3/24/2012

My Hero

Story Sent in by Jenni:

Neil and I had been seeing each other for two weeks and we were on a mid-morning hike in a park where we were the only two people. It was a beautiful, early-spring day, and the sunlight and smells made me feel great.

Plenty of birds were chirping, squirrels were chasing each other about, and a river flowed alongside the path. All was well...

Something shuffled around in the underbrush, just beyond a clump of trees, off the trail. It sounded big. Neil and I froze. I asked him, "A deer?"

He said, "Or a bear, maybe."

Neil took a tentative step forward, and I reached out to grab him back. The whatever-it-was off the path gave a noise that sounded like a grunt, but I still had no idea what it could have been.

Neil gasped, turned to me, grabbed me, shoved me in the direction of the grunting, and shouted, "Eat her! Eat her! Eat her! Eat her!" while running off pell-mell with his arms swinging wildly above his head. "Eat her! Eat her! Eat her! Not me! Eat her!"

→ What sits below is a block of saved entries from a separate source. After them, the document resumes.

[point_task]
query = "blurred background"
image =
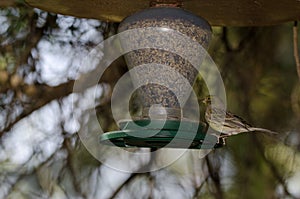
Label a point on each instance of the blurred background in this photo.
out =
(41, 155)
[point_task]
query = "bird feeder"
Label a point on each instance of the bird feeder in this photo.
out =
(158, 101)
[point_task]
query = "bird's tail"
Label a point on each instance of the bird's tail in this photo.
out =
(263, 130)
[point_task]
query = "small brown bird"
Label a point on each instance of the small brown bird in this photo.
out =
(225, 122)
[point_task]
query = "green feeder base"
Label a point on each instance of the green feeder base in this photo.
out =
(159, 134)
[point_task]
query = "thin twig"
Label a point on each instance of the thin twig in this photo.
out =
(215, 178)
(296, 51)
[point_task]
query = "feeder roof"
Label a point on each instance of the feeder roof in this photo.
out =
(217, 12)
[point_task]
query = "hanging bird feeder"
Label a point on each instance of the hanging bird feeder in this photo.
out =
(158, 101)
(150, 130)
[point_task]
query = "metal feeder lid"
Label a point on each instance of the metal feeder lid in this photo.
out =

I was quick on Neil's heels, but he was faster and he lost me. He had driven both of us to the park, and when I returned to the lot, his car, which had been the only one there, was gone. I called a friend who picked me up and took me out to lunch, and never again did I hear from Neil, my brave knight in shining armor.

3 comments:

  1. You know, sometimes I think people should have a license to date.
    Police officer: "Sir, I'm ticketing you for leaving the scene of a date, and lack of chivalry. Please know that your license to date has been suspended pending sucessful completion of an online course and a viewing of The Notebook."

    ReplyDelete
    Replies
    1. Isn't that the film in which the male lead threatens to commit suicide unless the girl he has a crush on agrees to go on a date with him? Having never watched the movie myself, only having read about that scene from a Sickipedia joke or something like that, I could be talking complete bollocks. But if it is true, then I'm glad that kind of chivalry is dead.

      Delete
  2. The prospect of being forced to watch The Notebook would make most people rethink their chivalry.